Наталья Воронкова, координатор "Волонтерской сотни Доброволя"
Мы только вернулись из зоны АТО в Киев 2 февраля после вывоза мирных жителей из поселка Мироновское. Едва успели зайти домой, как мне позвонили из ОБСЕ и сказали, что завтра будет "зеленый коридор" из Дебальцево. Я выпросила в Киевской городской администрации четыре автобуса, мы нагребли гуманитарной помощи и ночью опять выехали.
Когда мы приехали на место, оказалось, что никакого коридора нет. Из Дебальцево нам приходили сообщения: "У нас заканчивается еда. У нас заканчивается вода. Люди дерутся друг с другом за место в подвале". Это было страшно.

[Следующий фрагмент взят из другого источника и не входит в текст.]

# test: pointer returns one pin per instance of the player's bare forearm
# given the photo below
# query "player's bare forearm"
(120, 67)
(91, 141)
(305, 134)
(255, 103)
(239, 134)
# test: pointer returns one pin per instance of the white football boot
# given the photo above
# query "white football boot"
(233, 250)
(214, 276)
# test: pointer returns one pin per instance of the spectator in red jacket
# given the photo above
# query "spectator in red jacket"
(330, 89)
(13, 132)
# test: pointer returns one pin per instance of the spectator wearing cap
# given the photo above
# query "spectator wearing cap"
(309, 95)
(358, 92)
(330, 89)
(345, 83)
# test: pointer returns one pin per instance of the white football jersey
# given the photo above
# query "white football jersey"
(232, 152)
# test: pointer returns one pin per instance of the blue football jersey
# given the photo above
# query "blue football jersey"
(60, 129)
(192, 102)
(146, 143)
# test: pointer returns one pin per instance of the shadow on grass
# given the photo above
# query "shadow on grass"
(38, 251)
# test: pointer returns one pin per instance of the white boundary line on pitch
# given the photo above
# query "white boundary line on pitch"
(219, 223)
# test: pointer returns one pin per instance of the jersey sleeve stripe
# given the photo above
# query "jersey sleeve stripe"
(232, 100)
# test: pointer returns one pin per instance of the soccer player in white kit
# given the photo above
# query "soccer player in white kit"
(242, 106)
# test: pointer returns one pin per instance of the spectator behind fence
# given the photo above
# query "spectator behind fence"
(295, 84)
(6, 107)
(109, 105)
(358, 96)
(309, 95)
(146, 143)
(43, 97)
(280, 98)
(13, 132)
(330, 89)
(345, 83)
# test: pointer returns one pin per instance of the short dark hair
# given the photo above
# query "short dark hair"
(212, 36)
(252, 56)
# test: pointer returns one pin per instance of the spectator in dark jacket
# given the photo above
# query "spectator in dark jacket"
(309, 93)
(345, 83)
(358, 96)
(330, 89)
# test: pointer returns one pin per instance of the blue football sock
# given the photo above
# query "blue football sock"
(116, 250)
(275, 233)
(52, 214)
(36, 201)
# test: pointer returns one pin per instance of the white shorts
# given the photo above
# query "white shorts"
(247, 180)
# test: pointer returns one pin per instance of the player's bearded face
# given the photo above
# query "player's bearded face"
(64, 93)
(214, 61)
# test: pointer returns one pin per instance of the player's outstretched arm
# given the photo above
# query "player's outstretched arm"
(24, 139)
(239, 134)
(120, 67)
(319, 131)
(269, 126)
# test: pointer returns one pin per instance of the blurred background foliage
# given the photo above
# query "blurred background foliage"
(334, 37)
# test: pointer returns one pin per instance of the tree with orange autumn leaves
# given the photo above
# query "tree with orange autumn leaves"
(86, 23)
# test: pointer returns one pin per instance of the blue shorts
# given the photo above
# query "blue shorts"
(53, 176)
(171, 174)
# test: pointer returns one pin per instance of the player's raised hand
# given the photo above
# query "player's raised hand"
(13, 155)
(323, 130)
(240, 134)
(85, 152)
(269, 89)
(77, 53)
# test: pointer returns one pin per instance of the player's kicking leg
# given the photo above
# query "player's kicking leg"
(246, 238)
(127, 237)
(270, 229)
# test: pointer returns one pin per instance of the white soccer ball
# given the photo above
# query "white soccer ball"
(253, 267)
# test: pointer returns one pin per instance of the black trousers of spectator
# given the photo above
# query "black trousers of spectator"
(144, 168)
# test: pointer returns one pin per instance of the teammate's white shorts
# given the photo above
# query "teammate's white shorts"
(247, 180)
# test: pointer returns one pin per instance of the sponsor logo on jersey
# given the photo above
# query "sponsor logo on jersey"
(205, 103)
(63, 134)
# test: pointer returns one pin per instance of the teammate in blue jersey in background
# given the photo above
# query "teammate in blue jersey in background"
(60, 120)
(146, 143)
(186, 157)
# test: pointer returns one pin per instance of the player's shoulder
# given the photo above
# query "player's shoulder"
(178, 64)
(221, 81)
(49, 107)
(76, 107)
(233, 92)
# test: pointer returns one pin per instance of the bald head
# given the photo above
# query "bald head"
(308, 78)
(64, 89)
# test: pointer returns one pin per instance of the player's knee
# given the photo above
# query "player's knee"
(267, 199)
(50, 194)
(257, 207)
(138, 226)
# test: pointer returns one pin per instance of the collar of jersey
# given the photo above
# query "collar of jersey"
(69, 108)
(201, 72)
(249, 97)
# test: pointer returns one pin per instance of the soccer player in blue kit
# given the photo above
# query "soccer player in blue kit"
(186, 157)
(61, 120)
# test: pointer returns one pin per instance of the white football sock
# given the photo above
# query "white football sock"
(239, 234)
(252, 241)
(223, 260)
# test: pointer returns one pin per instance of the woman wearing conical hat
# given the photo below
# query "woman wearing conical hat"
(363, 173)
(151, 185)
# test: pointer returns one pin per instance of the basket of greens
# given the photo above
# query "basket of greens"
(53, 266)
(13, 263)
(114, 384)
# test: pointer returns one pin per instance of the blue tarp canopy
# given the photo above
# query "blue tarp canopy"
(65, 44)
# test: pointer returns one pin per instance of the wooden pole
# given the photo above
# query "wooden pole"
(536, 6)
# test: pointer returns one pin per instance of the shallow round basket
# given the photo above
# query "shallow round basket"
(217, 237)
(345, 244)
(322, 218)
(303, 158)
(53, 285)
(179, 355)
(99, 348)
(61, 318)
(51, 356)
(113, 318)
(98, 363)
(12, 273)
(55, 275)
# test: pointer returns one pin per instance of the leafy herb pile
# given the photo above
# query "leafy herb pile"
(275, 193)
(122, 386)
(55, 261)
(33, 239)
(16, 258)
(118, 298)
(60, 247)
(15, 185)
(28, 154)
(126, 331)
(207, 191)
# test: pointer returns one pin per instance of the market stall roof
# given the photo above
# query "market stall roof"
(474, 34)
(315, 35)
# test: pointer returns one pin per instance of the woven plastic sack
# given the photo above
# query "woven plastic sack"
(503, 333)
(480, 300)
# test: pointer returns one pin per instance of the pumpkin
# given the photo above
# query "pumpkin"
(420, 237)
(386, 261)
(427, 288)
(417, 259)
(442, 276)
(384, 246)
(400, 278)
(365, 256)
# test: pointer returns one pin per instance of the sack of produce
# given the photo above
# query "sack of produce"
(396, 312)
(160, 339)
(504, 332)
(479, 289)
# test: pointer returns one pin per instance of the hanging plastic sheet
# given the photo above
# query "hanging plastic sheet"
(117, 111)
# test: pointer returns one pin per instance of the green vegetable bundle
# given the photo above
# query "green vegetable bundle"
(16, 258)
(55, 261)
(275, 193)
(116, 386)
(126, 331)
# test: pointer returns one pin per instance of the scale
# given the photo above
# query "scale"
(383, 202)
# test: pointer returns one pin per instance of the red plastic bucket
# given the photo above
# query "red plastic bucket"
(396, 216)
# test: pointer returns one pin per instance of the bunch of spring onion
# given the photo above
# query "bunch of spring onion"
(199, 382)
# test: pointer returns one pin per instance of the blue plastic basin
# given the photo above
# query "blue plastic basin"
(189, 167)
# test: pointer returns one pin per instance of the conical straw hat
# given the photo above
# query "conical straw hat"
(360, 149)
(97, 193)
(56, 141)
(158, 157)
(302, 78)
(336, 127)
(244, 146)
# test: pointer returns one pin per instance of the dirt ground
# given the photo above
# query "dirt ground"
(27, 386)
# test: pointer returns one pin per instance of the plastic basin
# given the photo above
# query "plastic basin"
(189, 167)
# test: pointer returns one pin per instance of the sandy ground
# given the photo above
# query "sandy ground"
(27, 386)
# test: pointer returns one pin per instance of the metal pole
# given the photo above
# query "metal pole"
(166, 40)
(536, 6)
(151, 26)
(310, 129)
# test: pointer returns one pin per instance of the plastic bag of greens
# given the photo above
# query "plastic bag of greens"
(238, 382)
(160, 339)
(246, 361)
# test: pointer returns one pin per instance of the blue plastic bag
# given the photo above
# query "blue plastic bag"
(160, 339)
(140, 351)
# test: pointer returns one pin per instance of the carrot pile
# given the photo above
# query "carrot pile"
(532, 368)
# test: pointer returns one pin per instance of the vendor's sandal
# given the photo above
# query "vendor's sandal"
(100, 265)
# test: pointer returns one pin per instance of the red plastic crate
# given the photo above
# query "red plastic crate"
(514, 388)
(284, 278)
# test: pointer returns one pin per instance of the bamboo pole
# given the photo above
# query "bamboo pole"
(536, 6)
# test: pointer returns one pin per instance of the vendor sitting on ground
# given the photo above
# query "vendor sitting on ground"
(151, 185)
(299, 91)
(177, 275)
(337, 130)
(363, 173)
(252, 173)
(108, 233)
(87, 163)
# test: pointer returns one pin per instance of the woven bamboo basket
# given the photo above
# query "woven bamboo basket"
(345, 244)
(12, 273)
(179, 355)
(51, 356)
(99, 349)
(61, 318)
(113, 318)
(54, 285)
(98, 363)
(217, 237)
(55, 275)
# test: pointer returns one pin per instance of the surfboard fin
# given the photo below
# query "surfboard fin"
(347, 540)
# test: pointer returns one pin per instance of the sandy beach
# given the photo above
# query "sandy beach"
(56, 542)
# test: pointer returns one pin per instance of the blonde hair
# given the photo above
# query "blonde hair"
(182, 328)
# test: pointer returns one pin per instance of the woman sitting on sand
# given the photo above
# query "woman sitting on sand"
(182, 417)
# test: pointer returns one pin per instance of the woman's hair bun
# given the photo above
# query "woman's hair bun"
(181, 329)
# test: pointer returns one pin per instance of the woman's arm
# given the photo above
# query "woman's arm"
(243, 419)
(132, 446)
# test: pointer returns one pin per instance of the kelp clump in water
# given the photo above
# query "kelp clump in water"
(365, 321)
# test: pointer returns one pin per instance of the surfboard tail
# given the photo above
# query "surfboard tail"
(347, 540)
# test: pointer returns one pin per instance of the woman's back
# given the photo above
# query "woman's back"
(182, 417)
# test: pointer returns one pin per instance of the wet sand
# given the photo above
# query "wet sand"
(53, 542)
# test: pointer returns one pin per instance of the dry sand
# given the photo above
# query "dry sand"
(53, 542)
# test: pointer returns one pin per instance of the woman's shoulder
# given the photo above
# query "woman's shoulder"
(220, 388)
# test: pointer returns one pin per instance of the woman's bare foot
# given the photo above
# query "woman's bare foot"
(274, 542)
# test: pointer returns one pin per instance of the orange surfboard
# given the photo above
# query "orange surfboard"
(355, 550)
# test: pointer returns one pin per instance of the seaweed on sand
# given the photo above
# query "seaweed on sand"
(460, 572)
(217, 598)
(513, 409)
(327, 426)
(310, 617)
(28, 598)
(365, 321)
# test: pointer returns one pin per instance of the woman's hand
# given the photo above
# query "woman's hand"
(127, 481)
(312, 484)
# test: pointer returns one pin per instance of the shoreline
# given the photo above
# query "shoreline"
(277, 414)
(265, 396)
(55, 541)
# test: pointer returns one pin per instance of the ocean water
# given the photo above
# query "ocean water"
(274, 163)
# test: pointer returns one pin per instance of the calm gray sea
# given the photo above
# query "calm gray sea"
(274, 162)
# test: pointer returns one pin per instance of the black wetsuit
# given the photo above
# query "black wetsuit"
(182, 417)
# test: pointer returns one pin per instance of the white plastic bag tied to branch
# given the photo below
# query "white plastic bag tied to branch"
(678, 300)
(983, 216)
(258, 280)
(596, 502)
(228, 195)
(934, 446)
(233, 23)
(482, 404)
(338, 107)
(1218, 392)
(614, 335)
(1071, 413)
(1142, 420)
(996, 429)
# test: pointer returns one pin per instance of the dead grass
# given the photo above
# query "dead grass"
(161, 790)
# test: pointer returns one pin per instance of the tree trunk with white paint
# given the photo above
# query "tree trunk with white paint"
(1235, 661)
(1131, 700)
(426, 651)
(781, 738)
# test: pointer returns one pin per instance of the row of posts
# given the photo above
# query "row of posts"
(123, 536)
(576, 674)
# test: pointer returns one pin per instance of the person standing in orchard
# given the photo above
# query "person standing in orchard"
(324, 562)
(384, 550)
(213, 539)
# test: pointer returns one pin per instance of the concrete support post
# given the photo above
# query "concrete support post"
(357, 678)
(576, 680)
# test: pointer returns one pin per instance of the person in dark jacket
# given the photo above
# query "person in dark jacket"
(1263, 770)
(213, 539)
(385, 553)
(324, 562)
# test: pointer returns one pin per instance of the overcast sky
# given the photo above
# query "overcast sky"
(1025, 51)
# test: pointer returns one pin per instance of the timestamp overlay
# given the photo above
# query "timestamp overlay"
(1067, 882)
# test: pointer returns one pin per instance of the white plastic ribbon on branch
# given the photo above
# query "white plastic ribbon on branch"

Мне дали телефон Розмазнина (генерал-майор ВСУ Александр Розмазнин), я рассказала ему, что мы собирались вывозить гражданских, а ОБСЕшники нас обманули насчет коридора, и нам нужна помощь. Розмазнин объяснил, что не все от него зависит, что есть еще русский генерал Вязников (руководитель группы представителей РФ в ЛНР генерал-майор Александр Вязников), вот от него зависит многое. Я до сих пор не знаю, как нам удалось уговорить украинского генерала позвать к себе русского, но оба согласились помочь.
Утром 6 февраля выстроилась колонна из 25 машин. Мы уговорили Вязникова ехать с нами. Сказали ему: "Александр Иванович, вы же нас не бросите, правда, поддержите нас как настоящий мужчина?". Ему некуда было деваться, а для нас это были дополнительные гарантии безопасности, может, поэтому мы и остались живы.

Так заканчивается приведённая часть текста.